Sanofi efdoralprin alfa Phase 2 superior in AATD; fAAT levels normalized

AI Summary

The ElevAATe Phase 2 study demonstrated the superiority of Sanofi's investigational efdoralprin alfa over standard-of-care therapy in achieving and maintaining normalized functional alpha-1 antitrypsin (fAAT) levels in adult patients with AATD-related emphysema. Efdoralprin alfa, dosed every three weeks, achieved mean increases in fAAT trough levels more than three times greater than weekly plasma-derived protein, meeting the primary endpoint. All key secondary endpoints were also met, showing sustained normal fAAT levels for 100% of days during the study, compared to 41% for standard-of-care.
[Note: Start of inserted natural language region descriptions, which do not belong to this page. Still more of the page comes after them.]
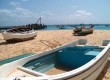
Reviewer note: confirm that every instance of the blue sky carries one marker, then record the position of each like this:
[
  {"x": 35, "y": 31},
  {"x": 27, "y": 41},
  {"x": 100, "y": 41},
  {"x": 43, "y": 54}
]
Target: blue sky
[{"x": 19, "y": 12}]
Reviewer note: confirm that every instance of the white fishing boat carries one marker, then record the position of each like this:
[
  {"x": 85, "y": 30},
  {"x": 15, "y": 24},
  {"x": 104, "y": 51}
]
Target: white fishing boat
[
  {"x": 74, "y": 61},
  {"x": 19, "y": 34}
]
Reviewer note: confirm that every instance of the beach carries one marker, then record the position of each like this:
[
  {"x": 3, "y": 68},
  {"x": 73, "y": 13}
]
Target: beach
[{"x": 53, "y": 38}]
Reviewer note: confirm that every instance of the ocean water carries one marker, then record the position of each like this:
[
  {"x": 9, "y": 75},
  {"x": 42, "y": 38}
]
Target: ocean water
[{"x": 54, "y": 27}]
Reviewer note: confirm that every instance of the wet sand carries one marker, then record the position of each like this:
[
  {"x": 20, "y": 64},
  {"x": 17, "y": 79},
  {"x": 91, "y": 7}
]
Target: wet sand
[{"x": 52, "y": 38}]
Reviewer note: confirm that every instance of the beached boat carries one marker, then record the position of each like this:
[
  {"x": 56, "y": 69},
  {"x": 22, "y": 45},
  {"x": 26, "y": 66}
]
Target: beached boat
[
  {"x": 74, "y": 61},
  {"x": 19, "y": 34}
]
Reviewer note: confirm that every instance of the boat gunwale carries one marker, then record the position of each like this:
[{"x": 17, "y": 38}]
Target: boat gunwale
[{"x": 85, "y": 67}]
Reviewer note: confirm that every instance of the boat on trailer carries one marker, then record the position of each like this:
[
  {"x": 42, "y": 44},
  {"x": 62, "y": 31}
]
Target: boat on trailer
[
  {"x": 74, "y": 61},
  {"x": 19, "y": 34}
]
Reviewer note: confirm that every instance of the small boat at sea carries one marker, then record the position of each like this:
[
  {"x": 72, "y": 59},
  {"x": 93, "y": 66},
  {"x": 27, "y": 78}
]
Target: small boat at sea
[
  {"x": 72, "y": 61},
  {"x": 19, "y": 34}
]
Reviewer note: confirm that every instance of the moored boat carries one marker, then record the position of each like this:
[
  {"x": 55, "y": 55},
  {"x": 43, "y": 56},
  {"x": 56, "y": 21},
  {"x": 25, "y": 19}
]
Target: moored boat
[
  {"x": 75, "y": 61},
  {"x": 19, "y": 34}
]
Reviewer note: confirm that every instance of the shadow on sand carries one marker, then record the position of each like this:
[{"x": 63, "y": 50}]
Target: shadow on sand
[{"x": 103, "y": 73}]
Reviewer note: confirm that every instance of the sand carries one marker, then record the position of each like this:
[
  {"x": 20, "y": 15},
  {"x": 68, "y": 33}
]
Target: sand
[{"x": 52, "y": 38}]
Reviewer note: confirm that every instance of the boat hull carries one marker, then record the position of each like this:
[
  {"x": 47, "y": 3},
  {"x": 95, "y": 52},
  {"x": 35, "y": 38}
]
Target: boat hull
[{"x": 16, "y": 37}]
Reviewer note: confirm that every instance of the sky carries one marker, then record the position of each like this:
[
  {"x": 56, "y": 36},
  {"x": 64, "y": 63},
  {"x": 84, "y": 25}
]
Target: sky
[{"x": 22, "y": 12}]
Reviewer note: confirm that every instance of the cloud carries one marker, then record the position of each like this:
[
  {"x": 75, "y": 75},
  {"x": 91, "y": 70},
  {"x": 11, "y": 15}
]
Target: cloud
[
  {"x": 82, "y": 13},
  {"x": 14, "y": 4},
  {"x": 5, "y": 12}
]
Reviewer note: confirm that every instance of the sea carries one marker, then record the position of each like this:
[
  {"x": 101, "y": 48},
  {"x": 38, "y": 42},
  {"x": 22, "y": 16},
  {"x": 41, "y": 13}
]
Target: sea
[
  {"x": 69, "y": 27},
  {"x": 54, "y": 27}
]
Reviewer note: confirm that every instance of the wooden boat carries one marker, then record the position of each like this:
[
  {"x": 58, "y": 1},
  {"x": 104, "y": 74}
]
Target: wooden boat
[
  {"x": 74, "y": 61},
  {"x": 19, "y": 34}
]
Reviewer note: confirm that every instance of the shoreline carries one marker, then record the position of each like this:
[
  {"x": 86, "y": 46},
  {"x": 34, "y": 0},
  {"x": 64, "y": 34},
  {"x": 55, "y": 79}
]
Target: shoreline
[{"x": 56, "y": 37}]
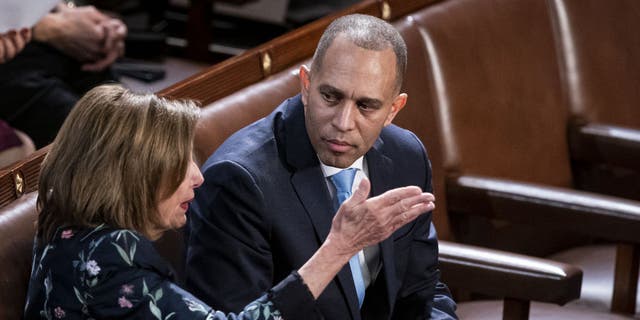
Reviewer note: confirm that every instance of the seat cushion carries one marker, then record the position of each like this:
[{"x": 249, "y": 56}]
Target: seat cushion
[
  {"x": 598, "y": 264},
  {"x": 492, "y": 310}
]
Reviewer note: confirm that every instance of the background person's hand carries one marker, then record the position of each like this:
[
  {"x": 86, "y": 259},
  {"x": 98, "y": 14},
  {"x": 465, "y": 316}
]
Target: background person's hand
[
  {"x": 361, "y": 222},
  {"x": 12, "y": 42},
  {"x": 115, "y": 32},
  {"x": 85, "y": 34}
]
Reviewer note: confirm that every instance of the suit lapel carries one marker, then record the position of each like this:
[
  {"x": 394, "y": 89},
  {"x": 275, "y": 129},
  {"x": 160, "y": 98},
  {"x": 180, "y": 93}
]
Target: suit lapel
[
  {"x": 381, "y": 177},
  {"x": 310, "y": 186}
]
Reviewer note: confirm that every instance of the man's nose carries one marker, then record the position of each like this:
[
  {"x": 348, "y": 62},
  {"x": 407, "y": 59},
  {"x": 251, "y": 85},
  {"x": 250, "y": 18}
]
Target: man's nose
[{"x": 344, "y": 119}]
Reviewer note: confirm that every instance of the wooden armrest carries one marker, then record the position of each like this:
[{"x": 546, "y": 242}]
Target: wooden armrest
[
  {"x": 508, "y": 275},
  {"x": 606, "y": 144},
  {"x": 607, "y": 217}
]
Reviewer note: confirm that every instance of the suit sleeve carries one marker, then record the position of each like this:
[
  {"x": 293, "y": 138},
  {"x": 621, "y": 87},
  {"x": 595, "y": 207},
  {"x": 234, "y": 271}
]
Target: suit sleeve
[
  {"x": 229, "y": 261},
  {"x": 422, "y": 295}
]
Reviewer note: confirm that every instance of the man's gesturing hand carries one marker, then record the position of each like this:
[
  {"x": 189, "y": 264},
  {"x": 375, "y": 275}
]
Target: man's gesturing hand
[{"x": 361, "y": 222}]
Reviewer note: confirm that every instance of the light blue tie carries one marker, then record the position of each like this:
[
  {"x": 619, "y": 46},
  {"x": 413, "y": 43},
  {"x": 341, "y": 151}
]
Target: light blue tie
[{"x": 343, "y": 181}]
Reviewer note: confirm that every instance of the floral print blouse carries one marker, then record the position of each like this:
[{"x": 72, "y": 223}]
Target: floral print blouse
[{"x": 107, "y": 273}]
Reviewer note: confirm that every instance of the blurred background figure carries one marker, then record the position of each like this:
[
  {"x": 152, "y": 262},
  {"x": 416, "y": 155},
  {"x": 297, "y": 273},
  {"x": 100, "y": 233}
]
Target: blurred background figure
[
  {"x": 71, "y": 51},
  {"x": 14, "y": 145}
]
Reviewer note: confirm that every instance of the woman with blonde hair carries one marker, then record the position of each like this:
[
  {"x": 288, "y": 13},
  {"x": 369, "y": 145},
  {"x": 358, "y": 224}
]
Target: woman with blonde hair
[{"x": 119, "y": 174}]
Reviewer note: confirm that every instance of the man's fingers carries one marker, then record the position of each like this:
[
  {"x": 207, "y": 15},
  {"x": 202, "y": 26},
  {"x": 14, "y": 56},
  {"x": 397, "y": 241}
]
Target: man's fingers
[
  {"x": 407, "y": 216},
  {"x": 393, "y": 196}
]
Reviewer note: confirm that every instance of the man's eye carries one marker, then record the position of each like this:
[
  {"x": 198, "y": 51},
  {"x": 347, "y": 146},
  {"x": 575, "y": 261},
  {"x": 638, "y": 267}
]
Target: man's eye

The drug was well tolerated with a comparable safety profile.

Key Highlights

  • Efdoralprin alfa (Q3W) showed superior fAAT trough level increases (24.1µM) vs. standard-of-care (7.6µM) (p<0.0001).
  • Mean change in serum fAAT average concentrations was 32.9µM for efdoralprin alfa (Q3W) vs. 17.9µM for standard-of-care.
  • Efdoralprin alfa (Q3W) maintained fAAT levels above normal threshold for 100% of days vs. 40.8% for standard-of-care.
  • All key secondary endpoints were met with statistical significance (p<0.0001).
  • Efdoralprin alfa was well tolerated with a safety profile comparable to plasma-derived augmentation therapy.
  • Incidence of grade "equal or greater than" 2 COPD exacerbations was numerically lower for efdoralprin alfa Q3W (26.8%) vs. pdAAT (44.4%).
  • Efdoralprin alfa has US Fast Track and Orphan Drug designations, and EU Orphan designation.